1. Time horizon
It is very important to examine and compare the effect of an investment over a certain time horizon. Truly professional investors are known to invest over a time horizon of 10 years or more. This has many advantages and bonuses: less stress due to market changes. Another advantage is that investing in projects with long time horizons avoids unnecessary gambling, as one does not go bankrupt immediately and can secure other funds and expand one\’s portfolio during the final 10 years.
2. Invest in areas close to your heart.
There may be nothing worse than stepping into a very deep black hole of the unknown. Investing in a commodity, service, or product for which one has no information and does not know its strength or how it works in the marketplace is a complete disaster. It is much safer and more stable to invest in areas that you have contact with in your daily life and are already engaged in.
3. Do not speculate
False promises, this is the term used to describe investing in speculation.
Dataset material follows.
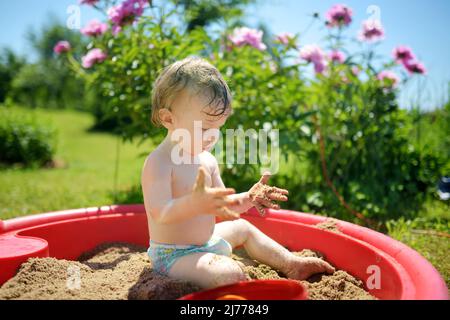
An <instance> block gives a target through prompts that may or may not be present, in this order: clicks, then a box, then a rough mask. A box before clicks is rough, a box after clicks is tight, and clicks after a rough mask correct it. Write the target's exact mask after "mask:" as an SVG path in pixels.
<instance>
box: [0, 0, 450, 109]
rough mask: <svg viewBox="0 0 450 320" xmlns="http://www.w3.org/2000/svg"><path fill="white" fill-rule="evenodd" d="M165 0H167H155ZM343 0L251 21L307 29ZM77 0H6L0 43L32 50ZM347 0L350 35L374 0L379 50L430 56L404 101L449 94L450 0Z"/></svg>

We consider speculation to be any investment in which we cannot clearly determine the movement of value in the marketplace. Bitcoin and Tesla Motors are prime examples of speculation where we really don\’t know what will happen.
4. Reducing risk pays off
How do we confront enormous risk and its burdens? Purely and simply, by diversification. Diversification is the sacred foundation of risk reduction, whereby the entire investment is spread across multiple funds and commodities, so that the more funds and commodities you invest in, the less risk you have of losing your entire investment.
5. Discipline Above All
If you decide to do something, stick to it. There is no point in constantly changing your views or the type of strategy you initially chose. Follow a regular routine. Stay informed regularly and, most importantly, be hard on yourself. Because if you don\’t, you will jinx something and it will come back to you in the form of losses or profits.